Egypt hands suspended sentence to 19 suspects in Giza church attack

A court in Egypt has recently handed one-year suspended jail sentences to 19 Muslims who attacked an unregistered Coptic church in Giza in December. A fine amounting to around $20,000 was also given to a Christian for establishing the said church.

(REUTERS / Amr Abdallah Dalsh)People gather at the site of attack on a church in the Helwan district south of Cairo, Egypt December 29, 2017.

On Wednesday, Jan. 31, the Atfih misdemeanor court gave the 19 Muslim defendants suspended sentences for the church attack, which means they only have to serve jail time if they run into trouble with the law once again.
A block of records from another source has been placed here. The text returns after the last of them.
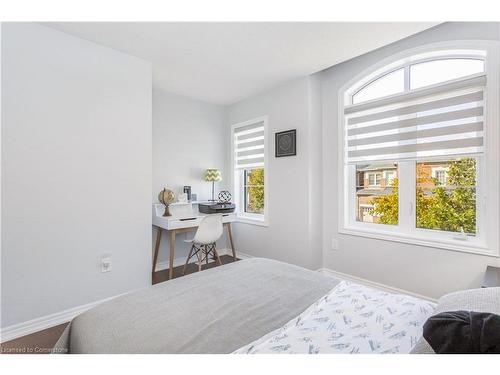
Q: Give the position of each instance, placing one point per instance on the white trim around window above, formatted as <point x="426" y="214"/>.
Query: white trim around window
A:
<point x="486" y="241"/>
<point x="237" y="182"/>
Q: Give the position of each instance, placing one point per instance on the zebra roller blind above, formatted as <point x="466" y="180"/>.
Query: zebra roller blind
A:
<point x="249" y="146"/>
<point x="438" y="121"/>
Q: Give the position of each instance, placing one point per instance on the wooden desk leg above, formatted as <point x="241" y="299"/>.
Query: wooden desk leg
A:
<point x="229" y="231"/>
<point x="172" y="250"/>
<point x="157" y="247"/>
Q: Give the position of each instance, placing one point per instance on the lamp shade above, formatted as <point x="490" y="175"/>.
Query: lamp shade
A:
<point x="213" y="174"/>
The were sentenced for destroying the things found inside a Coptic Christian church outside of Cairo and assaulting its worshippers  during a protest held outside, The Associated Press detailed.

According to the Coptic diocese, it had applied for a legal permit for the church building but local authorities often withhold such requests for fear of reprisal from Muslim conservatives. Because of these situations, Christians sometimes resort to illegal construction of churches or gathering congregations in other buildings. Muslims, on the other hand, encounter few restrictions when seeking a permit to put up a mosque.

Some extremist groups have used the situation of Christian churches as a reason to attack them. In a bid to stem sectarian violence, the Ministry of Housing has recently allowed unregistered churches to stay open while their official permits are being processed, Al Monitor reported.

In a statement, the ministry said the decision aims to make it easier for Christians to process legal permits for their churches. It also aims to uphold their constitutional rights.

At present, there are more than 250 churches across Egypt that have been closed, and a number of them were shuttered for security reasons. Church officials have already requested to allow the houses of worship to be reopened.

Former parliament member Assad Gamal, who is also a Christian, welcomed the decision, saying the government appears to be starting to pay attention to the situation of the believers. However, he told Al Monitor that the environment in Egypt must also change into a more tolerant one so that the sectarian violence in the nation would significantly decrease.